Knowledge extraction itself is author-side or agent-side work, not an automated pipeline inside Gaia. Gaia's contribution is the executable contract (compile, validate, infer, gate, register) that turns those declarations into a graph whose beliefs are reproducible and machine-checkable.

What Gaia Is NOT

  • Not a search engine. It does not find papers -- it reasons about what they say.
  • Not a chatbot. It does not generate text or answer questions in natural language.
  • Not a citation manager. It does not track who cited whom -- it tracks which claims depend on which evidence and how much each claim should be trusted.
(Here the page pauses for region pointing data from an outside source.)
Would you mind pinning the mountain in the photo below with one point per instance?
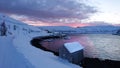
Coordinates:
(99, 29)
(16, 50)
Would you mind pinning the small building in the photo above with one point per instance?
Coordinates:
(73, 52)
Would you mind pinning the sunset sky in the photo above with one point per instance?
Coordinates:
(62, 12)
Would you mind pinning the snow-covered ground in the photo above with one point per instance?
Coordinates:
(103, 46)
(17, 50)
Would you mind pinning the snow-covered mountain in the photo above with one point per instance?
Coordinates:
(57, 28)
(17, 52)
(101, 29)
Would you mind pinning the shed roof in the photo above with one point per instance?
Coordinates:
(73, 46)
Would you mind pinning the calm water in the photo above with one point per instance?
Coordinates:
(104, 46)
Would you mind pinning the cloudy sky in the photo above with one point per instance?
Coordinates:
(62, 12)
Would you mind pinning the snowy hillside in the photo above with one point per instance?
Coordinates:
(109, 29)
(16, 50)
(57, 28)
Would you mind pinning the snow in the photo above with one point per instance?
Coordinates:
(10, 57)
(17, 52)
(73, 46)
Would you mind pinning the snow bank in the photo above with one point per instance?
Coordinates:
(38, 57)
(10, 57)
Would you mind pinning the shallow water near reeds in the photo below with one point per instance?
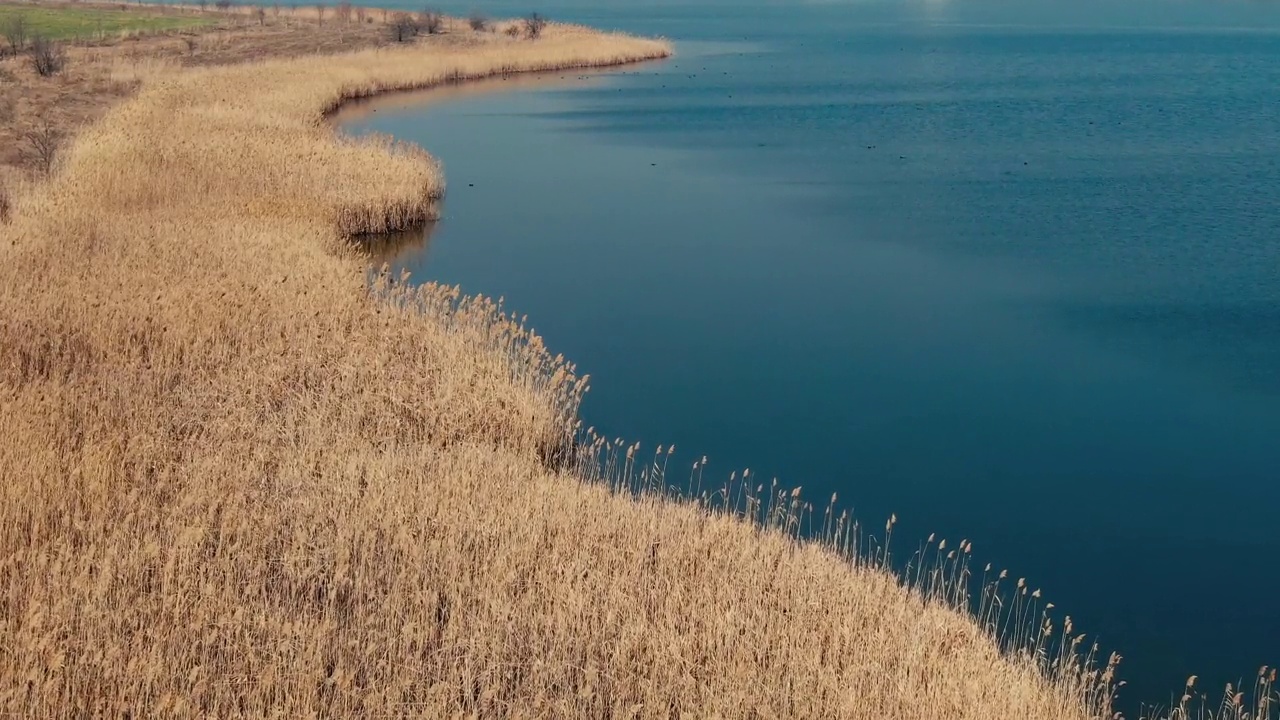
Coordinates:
(1009, 270)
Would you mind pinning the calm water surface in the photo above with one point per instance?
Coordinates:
(1009, 270)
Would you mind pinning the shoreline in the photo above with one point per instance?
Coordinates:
(232, 456)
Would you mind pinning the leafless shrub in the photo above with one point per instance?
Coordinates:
(16, 32)
(534, 26)
(433, 22)
(403, 27)
(48, 58)
(40, 146)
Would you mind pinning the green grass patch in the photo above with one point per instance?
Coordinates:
(72, 23)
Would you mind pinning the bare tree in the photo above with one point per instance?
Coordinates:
(46, 57)
(534, 26)
(403, 27)
(41, 146)
(16, 32)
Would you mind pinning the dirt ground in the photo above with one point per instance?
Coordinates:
(37, 112)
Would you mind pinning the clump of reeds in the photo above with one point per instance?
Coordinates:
(245, 475)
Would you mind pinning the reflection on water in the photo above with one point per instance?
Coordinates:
(394, 247)
(365, 109)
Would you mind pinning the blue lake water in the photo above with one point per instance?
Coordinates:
(1009, 270)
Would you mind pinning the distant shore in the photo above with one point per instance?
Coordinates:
(243, 478)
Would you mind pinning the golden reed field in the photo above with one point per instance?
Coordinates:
(242, 475)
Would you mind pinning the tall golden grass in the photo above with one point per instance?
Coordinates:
(243, 477)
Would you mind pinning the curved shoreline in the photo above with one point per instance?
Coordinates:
(240, 483)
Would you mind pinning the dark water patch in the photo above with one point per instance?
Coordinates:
(1005, 270)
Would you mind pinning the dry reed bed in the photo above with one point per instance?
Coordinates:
(236, 482)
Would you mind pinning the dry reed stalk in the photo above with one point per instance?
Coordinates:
(243, 477)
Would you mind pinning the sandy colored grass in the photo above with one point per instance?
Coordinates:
(241, 477)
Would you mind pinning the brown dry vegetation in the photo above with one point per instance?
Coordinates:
(241, 475)
(103, 71)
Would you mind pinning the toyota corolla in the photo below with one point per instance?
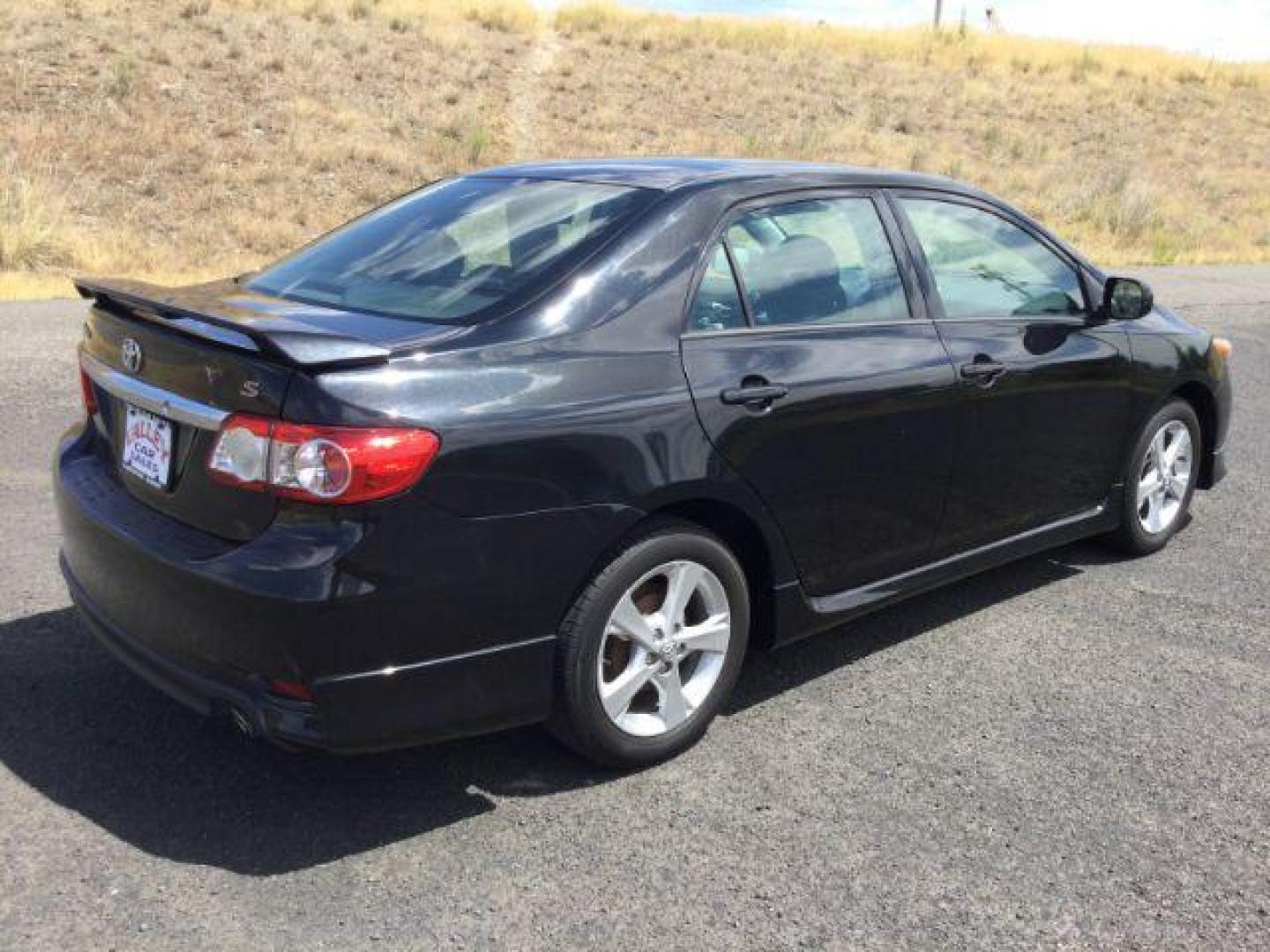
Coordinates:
(560, 442)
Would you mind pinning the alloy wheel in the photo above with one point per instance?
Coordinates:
(1165, 478)
(663, 648)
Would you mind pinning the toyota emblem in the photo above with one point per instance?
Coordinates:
(131, 354)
Gaia is a reasoning engine for scientific knowledge, with a Python authoring DSL on the input side and belief propagation on the output side.

Key Concepts

  • Knowledge -- A package record. claim(...) records scientific propositions that can carry beliefs; note(...) and question(...) provide context and inquiry structure without participating directly in BP.
  • Package -- A container of knowledge from one paper or one line of reasoning. Like a commit in version control, it represents a coherent batch of new knowledge entering the system.
  • Factor -- A reasoning link that connects claims. "These three observations support this conclusion" is a factor. "These two predictions contradict each other" is also a factor.
  • Belief -- A number between 0 and 1 representing how much the system trusts a claim, computed from all the evidence in the graph. Not a vote, not a frequency -- a logical consequence of the evidence structure.
  • Belief propagation -- The algorithm that computes beliefs. It sends messages along every link in the graph until all the trust scores are mutually consistent.